A Conteira é uma espécie herbácea da família Zingiberaceae, conhecida pela comunidade científica como Hedychium gardnerianum, originária do Nepal, Butão e Índia. É uma espécie invasora no arquipélago dos Açores, devido a características como a sua proliferação e desenvolvimento rápido, ocupando habitats outrora ocupados por espécies endémicas. Devido a estas capacidades é uma espécie dominante nas paisagens naturais das nove ilhas dos Açores, sendo assim necessário o seu controlo. As características das suas fibras são muito interessantes. São compostas maioritariamente por celulose, hemicelulose e lignina. As fibras de conteira têm uma maior concentração de celulose quando comparadas com fibras extraídas do caule como é o caso, por exemplo do linho e cânhamo. Relativamente, à sua resistência térmica, estas fibras mantém as suas propriedades à medida que a temperatura vai aumentando iniciando a sua degradação apenas a partir dos 200ºC. Estas características são apenas alguns exemplos de como estas fibras têm potencial para o desenvolvimento de produtos sustentáveis e biodegradáveis.

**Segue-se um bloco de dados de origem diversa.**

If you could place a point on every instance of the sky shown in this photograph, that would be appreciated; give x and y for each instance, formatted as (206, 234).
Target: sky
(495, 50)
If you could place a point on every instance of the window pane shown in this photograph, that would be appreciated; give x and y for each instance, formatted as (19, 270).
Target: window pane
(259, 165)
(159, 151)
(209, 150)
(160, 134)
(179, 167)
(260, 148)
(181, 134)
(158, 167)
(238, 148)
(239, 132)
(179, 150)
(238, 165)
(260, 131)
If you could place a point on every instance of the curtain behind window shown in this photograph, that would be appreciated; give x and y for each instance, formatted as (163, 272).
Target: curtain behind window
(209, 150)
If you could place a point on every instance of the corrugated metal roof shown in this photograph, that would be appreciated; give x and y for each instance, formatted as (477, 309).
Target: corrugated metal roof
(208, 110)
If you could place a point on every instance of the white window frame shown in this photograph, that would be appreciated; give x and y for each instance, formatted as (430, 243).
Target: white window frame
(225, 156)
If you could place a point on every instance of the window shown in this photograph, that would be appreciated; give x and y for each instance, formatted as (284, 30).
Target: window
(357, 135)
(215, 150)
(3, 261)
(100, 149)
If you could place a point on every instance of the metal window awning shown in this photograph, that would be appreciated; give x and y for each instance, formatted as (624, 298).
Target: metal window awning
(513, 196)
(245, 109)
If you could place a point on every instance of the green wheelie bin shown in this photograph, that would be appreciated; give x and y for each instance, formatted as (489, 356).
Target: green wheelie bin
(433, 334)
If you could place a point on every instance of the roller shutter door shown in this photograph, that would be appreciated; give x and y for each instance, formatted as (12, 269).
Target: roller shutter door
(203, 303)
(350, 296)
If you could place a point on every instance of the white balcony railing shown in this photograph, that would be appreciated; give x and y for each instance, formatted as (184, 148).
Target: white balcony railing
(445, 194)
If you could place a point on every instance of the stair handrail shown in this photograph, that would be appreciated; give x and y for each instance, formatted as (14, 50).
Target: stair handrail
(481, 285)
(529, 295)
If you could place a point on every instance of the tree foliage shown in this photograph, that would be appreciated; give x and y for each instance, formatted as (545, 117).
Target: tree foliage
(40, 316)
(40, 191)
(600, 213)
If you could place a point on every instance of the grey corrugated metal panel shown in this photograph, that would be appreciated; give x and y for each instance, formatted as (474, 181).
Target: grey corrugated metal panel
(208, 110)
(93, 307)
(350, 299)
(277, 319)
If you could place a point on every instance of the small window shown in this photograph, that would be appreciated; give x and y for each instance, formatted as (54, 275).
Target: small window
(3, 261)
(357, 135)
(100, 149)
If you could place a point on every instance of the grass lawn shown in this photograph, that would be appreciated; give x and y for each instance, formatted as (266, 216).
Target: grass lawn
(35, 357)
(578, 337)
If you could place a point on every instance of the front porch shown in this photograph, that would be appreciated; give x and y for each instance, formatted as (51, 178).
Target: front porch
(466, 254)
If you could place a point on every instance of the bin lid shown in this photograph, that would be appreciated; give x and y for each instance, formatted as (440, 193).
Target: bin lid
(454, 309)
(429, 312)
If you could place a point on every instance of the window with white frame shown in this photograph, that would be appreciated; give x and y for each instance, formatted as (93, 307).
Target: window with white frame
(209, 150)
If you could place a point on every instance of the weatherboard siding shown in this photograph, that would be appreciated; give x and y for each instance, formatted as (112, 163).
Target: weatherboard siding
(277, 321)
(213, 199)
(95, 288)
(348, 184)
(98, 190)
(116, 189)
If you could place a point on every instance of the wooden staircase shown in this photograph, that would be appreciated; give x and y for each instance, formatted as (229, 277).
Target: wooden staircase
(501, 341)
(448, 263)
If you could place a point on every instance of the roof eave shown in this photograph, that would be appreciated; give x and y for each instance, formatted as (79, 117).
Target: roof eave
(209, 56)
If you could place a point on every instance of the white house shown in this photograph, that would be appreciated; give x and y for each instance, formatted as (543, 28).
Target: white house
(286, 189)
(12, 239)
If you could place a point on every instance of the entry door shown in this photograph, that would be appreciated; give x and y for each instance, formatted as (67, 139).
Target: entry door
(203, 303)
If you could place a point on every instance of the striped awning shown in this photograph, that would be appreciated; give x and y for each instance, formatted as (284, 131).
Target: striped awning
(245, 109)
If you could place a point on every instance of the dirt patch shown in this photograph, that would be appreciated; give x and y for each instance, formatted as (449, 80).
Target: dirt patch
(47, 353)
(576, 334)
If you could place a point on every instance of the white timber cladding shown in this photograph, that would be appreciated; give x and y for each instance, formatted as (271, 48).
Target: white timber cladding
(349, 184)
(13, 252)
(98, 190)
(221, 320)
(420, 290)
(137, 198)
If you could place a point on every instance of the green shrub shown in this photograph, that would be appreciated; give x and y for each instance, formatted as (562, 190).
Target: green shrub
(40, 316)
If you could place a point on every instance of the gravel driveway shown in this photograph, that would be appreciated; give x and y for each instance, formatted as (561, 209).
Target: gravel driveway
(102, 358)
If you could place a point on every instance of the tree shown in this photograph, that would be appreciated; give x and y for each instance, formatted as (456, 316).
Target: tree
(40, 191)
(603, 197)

O Projeto sustenta o desafio de reinventar uns Açores com riqueza gerada a partir do aproveitamento e transformação de uma espécie invasora, em produtos utilitários, biodegradáveis, para substituição de plásticos de uso descartável.

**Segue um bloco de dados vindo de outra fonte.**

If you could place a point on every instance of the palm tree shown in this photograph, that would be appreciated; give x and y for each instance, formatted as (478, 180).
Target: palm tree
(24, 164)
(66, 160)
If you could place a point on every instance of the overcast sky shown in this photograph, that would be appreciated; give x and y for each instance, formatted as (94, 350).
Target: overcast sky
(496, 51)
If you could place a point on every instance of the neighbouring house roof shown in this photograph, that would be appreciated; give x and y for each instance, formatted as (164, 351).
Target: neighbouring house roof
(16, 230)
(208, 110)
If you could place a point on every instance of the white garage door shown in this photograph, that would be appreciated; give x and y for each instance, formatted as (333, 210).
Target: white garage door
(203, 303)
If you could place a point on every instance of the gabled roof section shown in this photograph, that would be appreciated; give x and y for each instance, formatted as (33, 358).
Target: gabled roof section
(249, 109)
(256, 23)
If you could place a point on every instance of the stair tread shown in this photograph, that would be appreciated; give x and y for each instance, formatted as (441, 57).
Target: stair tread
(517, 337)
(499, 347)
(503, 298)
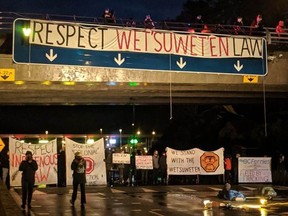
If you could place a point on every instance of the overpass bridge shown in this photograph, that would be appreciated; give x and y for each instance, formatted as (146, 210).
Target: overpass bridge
(30, 83)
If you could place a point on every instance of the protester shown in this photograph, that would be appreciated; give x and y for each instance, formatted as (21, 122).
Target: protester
(281, 170)
(148, 22)
(62, 168)
(156, 166)
(163, 168)
(257, 28)
(280, 28)
(237, 25)
(228, 168)
(229, 194)
(78, 166)
(28, 168)
(5, 168)
(108, 16)
(235, 165)
(131, 23)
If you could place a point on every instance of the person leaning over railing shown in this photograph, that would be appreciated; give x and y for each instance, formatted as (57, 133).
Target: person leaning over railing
(280, 28)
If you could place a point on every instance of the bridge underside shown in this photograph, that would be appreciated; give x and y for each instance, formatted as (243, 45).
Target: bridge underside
(70, 85)
(123, 94)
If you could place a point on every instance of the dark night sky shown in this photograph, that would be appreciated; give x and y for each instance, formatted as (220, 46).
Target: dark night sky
(82, 119)
(158, 9)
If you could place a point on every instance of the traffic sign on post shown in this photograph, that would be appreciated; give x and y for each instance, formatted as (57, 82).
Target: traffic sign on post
(63, 43)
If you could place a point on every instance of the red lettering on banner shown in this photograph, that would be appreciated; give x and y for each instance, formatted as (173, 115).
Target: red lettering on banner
(180, 43)
(136, 41)
(202, 44)
(224, 47)
(170, 42)
(46, 160)
(158, 42)
(16, 159)
(123, 39)
(212, 46)
(192, 45)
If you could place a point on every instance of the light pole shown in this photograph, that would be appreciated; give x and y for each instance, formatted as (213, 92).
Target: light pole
(120, 131)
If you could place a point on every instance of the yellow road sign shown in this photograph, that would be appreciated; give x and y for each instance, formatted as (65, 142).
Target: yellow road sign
(2, 145)
(7, 74)
(250, 79)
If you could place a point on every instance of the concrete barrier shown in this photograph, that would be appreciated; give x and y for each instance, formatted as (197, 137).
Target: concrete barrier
(8, 205)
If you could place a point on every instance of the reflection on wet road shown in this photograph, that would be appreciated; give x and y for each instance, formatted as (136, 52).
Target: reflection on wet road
(159, 201)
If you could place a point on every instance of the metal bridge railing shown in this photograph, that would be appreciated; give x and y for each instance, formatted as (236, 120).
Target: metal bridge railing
(7, 18)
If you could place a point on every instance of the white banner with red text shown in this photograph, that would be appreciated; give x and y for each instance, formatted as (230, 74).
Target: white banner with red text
(195, 162)
(112, 38)
(45, 156)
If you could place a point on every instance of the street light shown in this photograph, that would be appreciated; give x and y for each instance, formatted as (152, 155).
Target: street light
(120, 131)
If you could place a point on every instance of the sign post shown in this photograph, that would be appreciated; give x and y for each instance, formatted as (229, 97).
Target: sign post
(2, 145)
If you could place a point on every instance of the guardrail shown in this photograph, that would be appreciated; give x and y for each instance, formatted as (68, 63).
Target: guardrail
(273, 38)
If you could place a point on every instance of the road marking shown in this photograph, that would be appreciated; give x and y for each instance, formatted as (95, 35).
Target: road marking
(116, 191)
(136, 210)
(215, 189)
(249, 188)
(146, 190)
(187, 189)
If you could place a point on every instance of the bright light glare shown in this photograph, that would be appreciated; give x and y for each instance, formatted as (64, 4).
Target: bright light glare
(263, 201)
(27, 31)
(43, 141)
(90, 141)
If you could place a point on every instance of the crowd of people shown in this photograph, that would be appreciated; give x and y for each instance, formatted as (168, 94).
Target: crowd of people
(255, 28)
(156, 176)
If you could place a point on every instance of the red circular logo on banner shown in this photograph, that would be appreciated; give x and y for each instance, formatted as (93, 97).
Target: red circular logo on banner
(89, 165)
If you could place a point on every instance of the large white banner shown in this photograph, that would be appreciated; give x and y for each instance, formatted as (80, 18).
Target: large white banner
(94, 154)
(107, 38)
(45, 156)
(144, 162)
(195, 162)
(254, 169)
(120, 158)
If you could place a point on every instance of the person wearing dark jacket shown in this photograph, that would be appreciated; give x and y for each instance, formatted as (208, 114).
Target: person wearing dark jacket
(5, 168)
(28, 168)
(79, 178)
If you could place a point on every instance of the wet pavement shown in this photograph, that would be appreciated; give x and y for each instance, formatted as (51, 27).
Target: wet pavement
(152, 200)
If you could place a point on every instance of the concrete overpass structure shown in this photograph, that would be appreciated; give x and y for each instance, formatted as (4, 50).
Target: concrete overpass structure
(69, 85)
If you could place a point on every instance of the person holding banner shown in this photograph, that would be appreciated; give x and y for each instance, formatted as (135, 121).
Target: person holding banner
(28, 168)
(79, 178)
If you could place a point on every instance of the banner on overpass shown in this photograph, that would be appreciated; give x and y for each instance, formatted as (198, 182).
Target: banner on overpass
(52, 42)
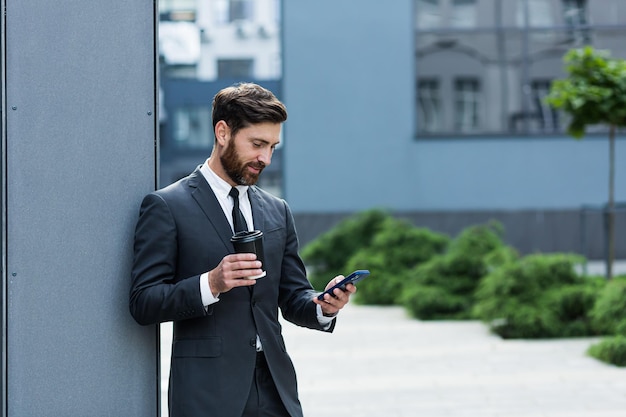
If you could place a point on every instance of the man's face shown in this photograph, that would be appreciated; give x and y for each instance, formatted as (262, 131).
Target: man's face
(249, 152)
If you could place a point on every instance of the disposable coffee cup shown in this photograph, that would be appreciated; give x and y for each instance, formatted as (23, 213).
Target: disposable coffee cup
(250, 242)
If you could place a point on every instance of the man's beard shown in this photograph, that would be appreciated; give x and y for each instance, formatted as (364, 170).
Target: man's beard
(237, 170)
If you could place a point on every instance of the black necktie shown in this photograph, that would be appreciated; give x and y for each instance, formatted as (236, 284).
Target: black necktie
(239, 222)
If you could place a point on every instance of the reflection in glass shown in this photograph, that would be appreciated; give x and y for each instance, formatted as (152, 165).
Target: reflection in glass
(429, 105)
(428, 14)
(467, 104)
(192, 127)
(463, 14)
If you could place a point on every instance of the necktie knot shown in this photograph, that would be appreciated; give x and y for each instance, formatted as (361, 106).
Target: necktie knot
(239, 222)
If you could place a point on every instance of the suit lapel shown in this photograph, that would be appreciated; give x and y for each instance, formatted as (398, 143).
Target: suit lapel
(256, 203)
(203, 194)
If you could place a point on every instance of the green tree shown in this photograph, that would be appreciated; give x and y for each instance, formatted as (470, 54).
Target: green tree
(594, 93)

De acordo com as declarações da equipa IGA à Voz do Campo, “criar biocompósitos substitutos dos plásticos, na configuração diversificada e em tão grande número de artigos de uso diário existentes no mundo moderno, obriga à realização de muitos estudos e ensaios. Assim sendo, nesta fase o projeto centraliza esforços na qualidade e melhoria do composto vs potencialidades de aplicabilidade”. Referir que por serem resíduos vegetais desaproveitados e de crescimento descontrolado, há ainda que definir regras e esclarecer políticas de domínio que também estão na ordem dos trabalhos.

Os novos materiais que a equipa de investigadores estão a desenvolver a partir da conteira têm várias potenciais aplicações, dependendo de como são aproveitadas as diferentes partes anatómicas da planta. Por exemplo, “as fibras do caule já demonstraram possuir características mecânicas capazes de competir com outras fibras naturais como o sisal, ou mesmo com as tradicionais fibras de vidro. Neste caso, a utilização mais óbvia é servirem de reforço em materiais compósitos avançados”. Mas também há lugar para aplicações menos tecnológicas, como têxteis e embalagens. Neste último setor já se desenvolveram vários protótipos, completamente ecológicos, com a flexibilidade e resistência necessárias às embalagens, tão ou mais eficientes que as de plástico, mas ao mesmo tempo tão diferenciadas que até protegem o ambiente, garantindo a sustentabilidade das gerações futuras.
Os produtos terão um tempo de vida útil, compatível com a satisfação e utilidade a que se destinam, respetivamente. No entretanto, após utilização, começam a ceder numa deterioração entre 45 a 90 dias colocados na terra, ou encurtam o prazo para 30 dias se colocados em água até à decomposição total.
No final do ciclo de vida, servem de fertilizante como adubo natural, criando mais nutrientes para a terra, numa clara dimensão de economia circular.
Ao envolver-se neste projeto de investigação referente à conteira, a Cooperativa União Agrícola sabia do seu potencial, e continua a acreditar que o resultado final será bom para toda a sociedade, nomeadamente, para os agricultores que são prejudicados com a proliferação de conteiras. “Aguardamos que o produto final vá ao encontro das necessidades do consumidor moderno, que cada vez mais entende que o ambiente deve ser uma preocupação de todos. Este projeto de investigação ainda está a decorrer, e após o seu términus a produção e comercialização do produto final deve ser uma realidade”, conclui a equipa do Innovation Green Azores.